Il nous appartient, mes chers collègues, de nous rassembler dans une démarche claire, limpide et transparente, soit dit sans jeu de mots ! au regard d'un enjeu crucial pour l'avenir.

En effet, l'eau forme, avec l'air, les termes d'une équation simple mais exceptionnelle : la vie. En prenant en compte l'eau, de l'amont jusqu'à l'aval, nous prenons aussi en compte notre vie.

À cet instant, monsieur le rapporteur, permettez-moi de souligner une nouvelle fois vos qualités. Après vous être intéressé aux impératifs du désenclavement, s'agissant de la téléphonie mobile ou des moyens d'accès à l'Internet, vous vous êtes consacré à un sujet d'une importance considérable, à la fois pour le présent et pour l'avenir.

Certes, mes chers collègues, une rivière comporte une rive droite et une rive gauche, mais l'eau n'a que faire de considérations partisanes ! Les lits de nos rivières, porteurs de cette richesse naturelle, appartiennent à chacun d'entre nous.

Cette question nous fournit l'occasion de nous rassembler au service de l'intérêt général et de celui de nos collectivités territoriales, en particulier. L'eau engendre et alimente la vie, au coeur de nos plaines, sur nos plateaux ou dans nos montagnes. Elle est universelle.

En tout état de cause, même si la demande est croissante et la pollution galopante, l'optimisme doit rester le maître mot : à la différence de celle de pétrole, la consommation d'eau ne diminue pas le stock ; l'eau est empruntée à la nature, elle n'est pas détruite. Autrement dit, il y aura toujours de l'eau dans cinquante ans.

Autre sujet de satisfaction, les technologies pour traiter, distribuer et assainir l'eau existent. Elles ont largement fait leurs preuves. La France ne compte-t-elle pas, à cet égard, les premiers opérateurs mondiaux dans le domaine des services liés à l'eau ?

Au coeur de nos collectivités territoriales, l'eau s'inscrit dans les grandes politiques publiques, constituant ainsi un élément essentiel du service public local.
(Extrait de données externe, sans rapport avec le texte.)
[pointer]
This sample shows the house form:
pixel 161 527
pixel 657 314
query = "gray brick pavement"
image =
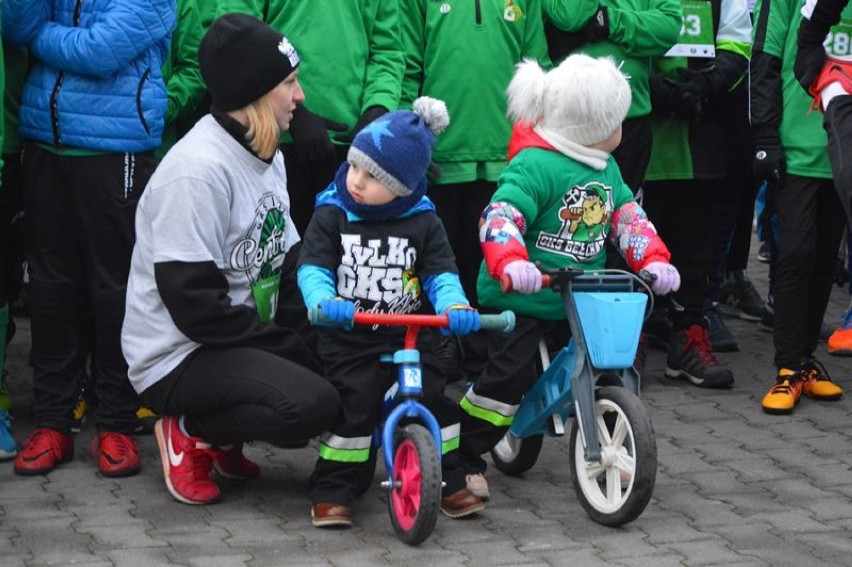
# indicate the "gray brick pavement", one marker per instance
pixel 734 487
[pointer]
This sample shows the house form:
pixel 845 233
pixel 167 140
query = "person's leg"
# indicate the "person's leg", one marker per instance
pixel 689 352
pixel 457 500
pixel 726 205
pixel 217 399
pixel 634 152
pixel 490 404
pixel 829 229
pixel 238 394
pixel 345 449
pixel 796 206
pixel 105 192
pixel 56 298
pixel 838 125
pixel 56 286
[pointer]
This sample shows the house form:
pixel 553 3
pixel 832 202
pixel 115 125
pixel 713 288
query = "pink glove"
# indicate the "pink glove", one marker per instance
pixel 524 275
pixel 666 278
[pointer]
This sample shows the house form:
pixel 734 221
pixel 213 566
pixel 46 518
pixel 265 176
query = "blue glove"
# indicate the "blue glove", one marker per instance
pixel 337 310
pixel 463 320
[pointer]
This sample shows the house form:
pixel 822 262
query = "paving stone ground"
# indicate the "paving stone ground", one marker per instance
pixel 735 487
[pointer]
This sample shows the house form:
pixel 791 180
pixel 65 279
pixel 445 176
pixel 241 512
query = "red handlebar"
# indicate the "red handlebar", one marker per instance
pixel 398 319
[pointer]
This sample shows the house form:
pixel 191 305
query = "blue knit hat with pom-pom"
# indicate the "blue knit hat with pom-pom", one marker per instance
pixel 396 148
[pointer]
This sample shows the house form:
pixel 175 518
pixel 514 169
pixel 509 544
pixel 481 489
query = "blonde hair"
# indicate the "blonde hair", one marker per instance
pixel 263 131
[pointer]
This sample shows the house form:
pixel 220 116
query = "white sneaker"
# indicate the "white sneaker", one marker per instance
pixel 477 484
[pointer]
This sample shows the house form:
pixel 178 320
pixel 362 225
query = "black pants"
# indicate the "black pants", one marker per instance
pixel 737 191
pixel 509 373
pixel 237 394
pixel 838 126
pixel 460 207
pixel 362 381
pixel 682 212
pixel 305 180
pixel 810 222
pixel 79 226
pixel 634 152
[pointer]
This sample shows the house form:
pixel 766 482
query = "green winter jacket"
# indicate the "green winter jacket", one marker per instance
pixel 464 52
pixel 778 102
pixel 543 185
pixel 184 84
pixel 350 51
pixel 639 31
pixel 683 149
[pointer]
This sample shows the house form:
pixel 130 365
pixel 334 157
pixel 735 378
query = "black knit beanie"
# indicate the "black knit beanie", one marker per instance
pixel 242 59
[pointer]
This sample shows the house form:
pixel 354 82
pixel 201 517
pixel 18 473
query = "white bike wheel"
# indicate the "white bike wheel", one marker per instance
pixel 616 489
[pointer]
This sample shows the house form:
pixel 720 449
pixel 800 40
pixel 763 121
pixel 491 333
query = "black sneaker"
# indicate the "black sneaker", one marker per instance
pixel 449 358
pixel 738 292
pixel 721 338
pixel 691 358
pixel 763 253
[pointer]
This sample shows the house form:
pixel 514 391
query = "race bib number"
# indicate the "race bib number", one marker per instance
pixel 837 40
pixel 265 294
pixel 696 34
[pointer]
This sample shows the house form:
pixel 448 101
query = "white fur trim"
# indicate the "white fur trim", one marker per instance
pixel 526 92
pixel 592 157
pixel 433 112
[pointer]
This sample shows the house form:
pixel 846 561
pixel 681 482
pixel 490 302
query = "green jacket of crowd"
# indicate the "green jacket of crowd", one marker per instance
pixel 350 52
pixel 779 105
pixel 693 148
pixel 464 54
pixel 639 30
pixel 181 72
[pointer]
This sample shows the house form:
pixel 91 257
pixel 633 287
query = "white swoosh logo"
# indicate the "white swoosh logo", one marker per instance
pixel 174 459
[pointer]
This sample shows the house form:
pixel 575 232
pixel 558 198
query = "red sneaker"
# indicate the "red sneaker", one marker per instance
pixel 116 453
pixel 187 463
pixel 834 70
pixel 230 463
pixel 43 450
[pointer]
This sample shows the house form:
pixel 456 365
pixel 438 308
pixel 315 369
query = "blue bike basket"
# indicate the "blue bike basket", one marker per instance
pixel 612 323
Cependant, l'eau est une richesse exigeante. Pour nos communes, les budgets de l'eau et de son assainissement deviennent de plus en plus importants, au gré d'évolutions techniques successives, parfois contrariantes parce que quelque peu incohérentes, et souvent onéreuses. L'État restera demain un partenaire indispensable.

Pour nos collectivités territoriales, en particulier pour nos communes rurales, le prix de l'eau, compte tenu du ratio entre longueur des réseaux et nombre d'habitants, représente à la fois un investissement lourd et une forte inquiétude.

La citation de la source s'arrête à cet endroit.